Originally Posted by *McMandy* 
I love 7th generation disposables- they're easy to find (most grocery stores sell them), and they dont have that "scent" the way some of these popular disposables do (like Luvs.. I can't stand the smell of Luvs!).









:


----------



## JudiAU (Jun 29, 2008)

On the more gentle brands, 7th Generation is the most absorbant, in my experience, but wouldn't work for my toddler at night. No of the gentle brands do an overnight diapers. I had to use Huggies Overnight.

We use cloth during the day with this one but I still use them at night because I haven't figured out a nighttime cloth solution.


----------



## SuburbanTreeHugger (Mar 6, 2010)

I can't vouch for the disposables (that is one vs another) at night because we rarely use them. What I want to share is a great way to purchase the Nature Babycare brand and possibly other eco brands.

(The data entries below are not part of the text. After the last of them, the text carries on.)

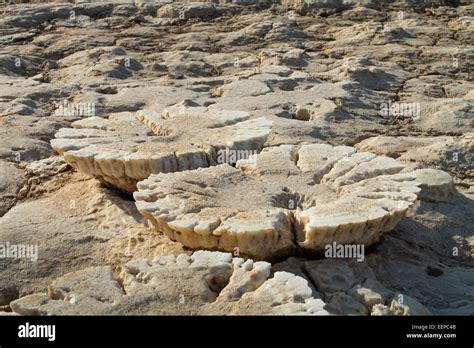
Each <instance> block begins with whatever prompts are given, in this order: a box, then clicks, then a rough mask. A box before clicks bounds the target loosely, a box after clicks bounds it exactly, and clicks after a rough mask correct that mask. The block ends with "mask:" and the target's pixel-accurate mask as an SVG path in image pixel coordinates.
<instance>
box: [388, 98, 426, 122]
mask: <svg viewBox="0 0 474 348" xmlns="http://www.w3.org/2000/svg"><path fill="white" fill-rule="evenodd" d="M380 115H382V116H384V117H388V116H394V117H397V116H402V117H411V118H412V119H414V120H418V119H419V118H420V103H400V102H392V101H391V100H389V101H388V102H386V103H382V104H380Z"/></svg>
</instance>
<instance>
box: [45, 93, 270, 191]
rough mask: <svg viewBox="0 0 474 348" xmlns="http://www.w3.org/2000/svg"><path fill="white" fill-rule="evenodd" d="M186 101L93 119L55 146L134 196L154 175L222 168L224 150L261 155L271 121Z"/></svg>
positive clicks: (235, 111) (240, 112)
mask: <svg viewBox="0 0 474 348" xmlns="http://www.w3.org/2000/svg"><path fill="white" fill-rule="evenodd" d="M249 118H250V115H249V113H247V112H242V111H235V110H221V109H216V108H206V107H200V106H199V105H196V104H194V103H192V102H188V101H184V102H183V103H181V104H180V105H175V106H174V107H171V108H168V109H165V110H163V112H162V113H161V114H160V113H157V112H155V111H153V110H143V111H140V112H138V113H137V115H136V116H135V115H134V114H132V113H129V112H122V113H115V114H111V115H110V116H109V117H108V118H107V119H104V118H101V117H89V118H85V119H82V120H79V121H76V122H74V123H73V124H72V127H73V128H62V129H60V130H59V132H58V133H57V134H56V139H53V140H52V141H51V145H52V147H53V148H54V149H55V150H56V151H58V152H59V153H61V154H62V155H63V156H64V159H65V160H66V162H67V163H69V164H70V165H71V166H73V167H74V168H76V169H77V170H79V171H81V172H83V173H85V174H88V175H91V176H94V177H96V178H98V179H100V180H102V181H104V182H106V183H108V184H110V185H112V186H114V187H117V188H119V189H122V190H124V191H128V192H133V191H134V190H135V188H136V183H137V181H140V180H143V179H145V178H147V177H148V176H149V175H150V174H153V173H160V172H165V173H167V172H175V171H182V170H190V169H196V168H201V167H208V166H210V165H215V164H217V160H218V156H219V152H220V151H239V150H241V151H255V152H256V151H260V150H261V148H262V146H263V143H264V142H265V139H266V137H267V135H268V133H269V132H270V129H271V122H270V121H268V120H267V119H265V118H263V117H262V118H256V119H249Z"/></svg>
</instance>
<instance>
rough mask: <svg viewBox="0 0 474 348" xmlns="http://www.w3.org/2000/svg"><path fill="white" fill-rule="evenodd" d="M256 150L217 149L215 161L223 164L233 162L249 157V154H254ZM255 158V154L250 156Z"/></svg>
mask: <svg viewBox="0 0 474 348" xmlns="http://www.w3.org/2000/svg"><path fill="white" fill-rule="evenodd" d="M256 154H257V151H256V150H231V149H228V148H227V149H225V150H219V151H217V163H219V164H223V163H228V164H235V163H236V162H237V161H238V160H241V159H249V158H251V156H253V155H256ZM252 158H256V156H254V157H252Z"/></svg>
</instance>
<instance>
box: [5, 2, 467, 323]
mask: <svg viewBox="0 0 474 348" xmlns="http://www.w3.org/2000/svg"><path fill="white" fill-rule="evenodd" d="M473 13H474V5H473V4H472V1H470V0H430V1H411V0H392V1H381V0H350V1H349V0H344V1H341V0H324V1H310V0H307V1H305V0H284V1H278V2H275V1H271V2H270V1H257V0H248V1H247V0H245V1H244V0H238V1H233V2H231V1H228V0H219V1H217V0H216V1H212V2H208V3H195V2H191V1H184V2H175V1H171V2H169V3H168V2H159V1H156V2H148V1H147V2H145V1H132V0H130V1H123V2H121V3H117V2H114V3H112V2H111V3H107V2H96V1H95V0H92V1H80V2H79V1H78V2H73V1H67V2H66V1H64V2H47V3H46V2H42V1H36V0H35V3H30V2H28V3H27V2H23V3H19V4H12V3H11V2H8V1H7V4H2V6H0V255H2V257H0V315H19V314H124V315H125V314H183V315H184V314H236V315H238V314H337V315H354V314H356V315H417V314H432V315H446V314H454V315H457V314H466V315H473V314H474V305H473V304H474V297H473V294H474V289H473V284H474V271H473V270H474V261H473V255H474V236H473V231H474V213H473V212H474V202H473V199H474V191H473V166H472V163H473V153H474V151H473V147H474V140H473V133H474V131H473V125H474V124H473V97H474V94H473V93H474V92H473V90H474V83H473V79H472V71H473V70H474V67H473V62H474V59H473V58H474V48H473V44H472V36H473V32H474V19H473V18H474V17H473ZM138 183H140V184H138ZM137 184H138V187H137ZM133 194H135V198H133ZM172 239H174V240H175V241H173V240H172ZM335 242H337V243H336V244H333V243H335ZM351 243H352V244H351ZM7 246H8V247H9V248H10V247H11V246H14V247H37V255H36V256H37V259H36V261H35V260H34V259H33V258H31V257H23V256H25V255H23V256H22V257H16V256H15V255H13V256H12V254H11V253H10V254H8V253H7V252H6V249H5V247H7ZM328 247H332V248H334V250H333V251H334V252H330V253H328V252H327V251H328V250H327V248H328ZM338 247H341V248H342V249H337V248H338ZM362 247H363V248H362ZM351 248H353V249H351ZM197 249H208V250H206V251H203V250H197ZM214 249H219V250H221V251H222V250H224V251H227V252H231V253H232V254H223V253H220V252H218V251H216V250H214ZM8 250H10V249H8ZM331 250H332V249H331ZM331 250H330V251H331ZM338 250H342V252H341V254H339V253H338ZM348 251H351V252H352V253H350V254H347V252H348ZM2 252H3V254H2ZM30 256H31V255H30ZM249 256H252V257H251V258H248V257H249ZM261 259H265V261H259V260H261ZM145 260H146V261H145ZM252 260H254V261H252ZM269 262H271V264H270V263H269ZM181 295H182V296H181ZM270 299H271V300H270Z"/></svg>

Amazon's subscribe and save program. They offer 15% off and free shipping. You will likely order 4 packs at a time. You can subscribe for 1 shipment/month, place your first order, then cancel your subscription. You would have to buy 4 pack of the same size so you would want to try them first from a local source.

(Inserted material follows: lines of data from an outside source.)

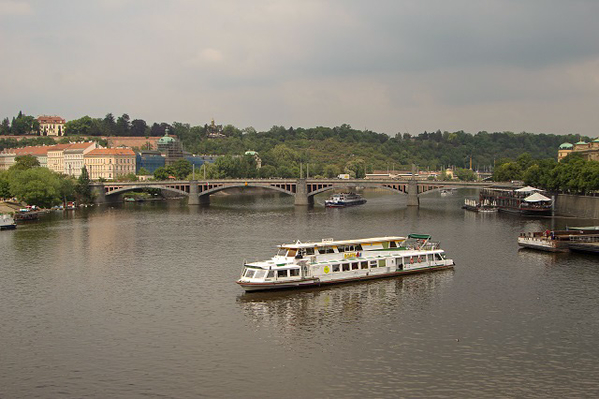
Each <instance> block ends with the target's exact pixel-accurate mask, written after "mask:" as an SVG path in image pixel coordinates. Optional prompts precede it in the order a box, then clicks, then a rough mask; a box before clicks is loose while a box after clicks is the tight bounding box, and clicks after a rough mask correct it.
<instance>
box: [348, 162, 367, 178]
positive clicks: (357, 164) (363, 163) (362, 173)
mask: <svg viewBox="0 0 599 399" xmlns="http://www.w3.org/2000/svg"><path fill="white" fill-rule="evenodd" d="M344 171H345V173H349V175H350V176H351V177H352V178H354V179H363V178H364V177H366V162H364V160H363V159H362V158H354V159H352V160H350V161H349V162H347V163H346V164H345V169H344Z"/></svg>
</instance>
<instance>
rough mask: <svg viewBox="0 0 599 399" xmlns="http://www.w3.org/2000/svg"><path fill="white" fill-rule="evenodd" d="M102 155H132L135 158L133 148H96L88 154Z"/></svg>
mask: <svg viewBox="0 0 599 399" xmlns="http://www.w3.org/2000/svg"><path fill="white" fill-rule="evenodd" d="M95 155H97V156H102V155H130V156H135V152H133V150H132V149H131V148H96V149H95V150H91V151H90V152H88V153H87V156H95Z"/></svg>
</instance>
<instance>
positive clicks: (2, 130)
mask: <svg viewBox="0 0 599 399" xmlns="http://www.w3.org/2000/svg"><path fill="white" fill-rule="evenodd" d="M9 134H10V121H9V120H8V118H4V119H3V120H2V123H1V124H0V135H2V136H8V135H9Z"/></svg>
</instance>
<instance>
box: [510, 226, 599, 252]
mask: <svg viewBox="0 0 599 399" xmlns="http://www.w3.org/2000/svg"><path fill="white" fill-rule="evenodd" d="M518 245H519V246H521V247H523V248H529V249H536V250H539V251H546V252H569V251H577V252H588V253H599V231H597V230H546V231H543V232H530V233H522V234H520V236H519V237H518Z"/></svg>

If you have opened packages of diapers that are not working for you, you can list them on your local craigs list. I've done this a couple times. People will buy a partial package of diapers









I am new here but it looks like this Amazon link will help support this board:

http://www.mothering.com/discussions...ad.php?t=51148


----------



## Beauchamp (Jan 12, 2009)

We CD, but we do use one sposie at night. I have used 7th Gen, Earths Best, Natural Choice, and Huggies Pure & Natural.

I like 7th Gens! No issues with them, except they are somewhat narrow. But then again, most sposies feel narrow on my babe, compared to CDs. They are great dipes.

The outer part of Earth's Best seem to feel damp after a short while. I don't know why this is?? For this reason, these are not my go-to dipe for night. They are fine otherwise, and softer than 7th Gen/Natural Choice.

The same outer dampness happens with Huggies P&N, and I don't know how they are bleached (they are white, just like Earth's Best & Natural Choice), and I can't find this info online. They are SO SOFT, though, and have the best tabs. They are so nice to put on after using more papery, tougher dipes. And the small Winnie the Pooh character helps me line up the tabs evenly.

The Natural Choice dipes hold a LOT of pee. Yesterday I changed DD into one because we were going out and my CDs weren't dry yet. I put her in a NC dipe at 4pm. She skipped her nap and instead fell asleep in her clothes at 7pm. She didn't wake up (besides to nurse) until 7 am this morning, and I wasn't about to upset her by changing her. NO LEAKS. A super full dipe, but not one leak from 4pm-7am!! (She's in size 4 now, at almost 9 months. I've used size 1-4 of NC on her and they have all been great.) NC are probably the most papery, and stiffest, though. They are white and blue with a little river/nature scene on them.

I ordered through Amazon's subscribe and save program, too, once I found a dipe I liked. S&S dipe orders are BIG, so make sure you want that brand!







I placed my first order with Diapers.com to get one of each kind in a ~30 count package, to test out what I liked. (If anyone needs a code, use CRIS5464 (my referral code) and get $10 off. Once you sign up, you get your own code and can get referral credits from your friends, too.)

HTH!


----------